Alkene Borylation-Hydrogenation Enables Highly Active, Site-Selective Cobalt-Catalyzed Borylation

Alex M Shimozono  1 Jose B Roque  1 Haozheng Li  1 Tianyi Zhang  1 Ronghui Lin  2 Paul J Chirik  1
Affiliations

Alkene Borylation-Hydrogenation Enables Highly Active, Site-Selective Cobalt-Catalyzed Borylation

Alex M Shimozono et al. J Am Chem Soc. .

Abstract

A method for promoting highly active and site-selective cobalt-catalyzed C(sp2)-H arene borylation is described. Addition of tert-butyl ethylene (TBE) increased the activity of the cobalt-catalyzed borylation of electron-rich arenes.
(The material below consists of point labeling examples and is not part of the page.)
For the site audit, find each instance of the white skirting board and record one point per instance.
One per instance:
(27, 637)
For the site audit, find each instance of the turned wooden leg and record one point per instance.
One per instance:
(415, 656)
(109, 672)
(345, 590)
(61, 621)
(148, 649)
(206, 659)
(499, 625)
With monosubstituted anisoles and anilines, synthetically useful site-selectivities favoring the meta-position of the ring were observed. Monitoring the catalytic reaction in situ by 1H NMR spectroscopy established a borylation-hydrogenation sequence of tert-butyl ethylene as being responsible for the increased catalytic activity where borylation of the alkene preceded functionalization of the arene. Added or in situ generated trans-tBuCH═CHBPin served as the active H2 acceptor to overcome the inhibitory effect of HBPin and enabled both HBPin and B2Pin2 to be effective reagents for generating the active cobalt catalyst. Normal primary deuterium isotope effects of 5.0(1.2) and 6.0(2.0) in parallel and 3.1(1) and 3.7(3) in competition for meta and para borylation, respectively, were measured at 23 °C for the catalytic borylation of N-phenylmorpholine, supporting irreversible and rate-determining oxidative addition of the C(sp2)-H bond during the catalytic reaction. The combination of the kinetic isotope effects, in situ reaction monitoring, DFT studies, and stoichiometric experiments support the origin of meta selectivity as arising from irreversible oxidative addition of the meta-C(sp2)-H bond to cobalt(I).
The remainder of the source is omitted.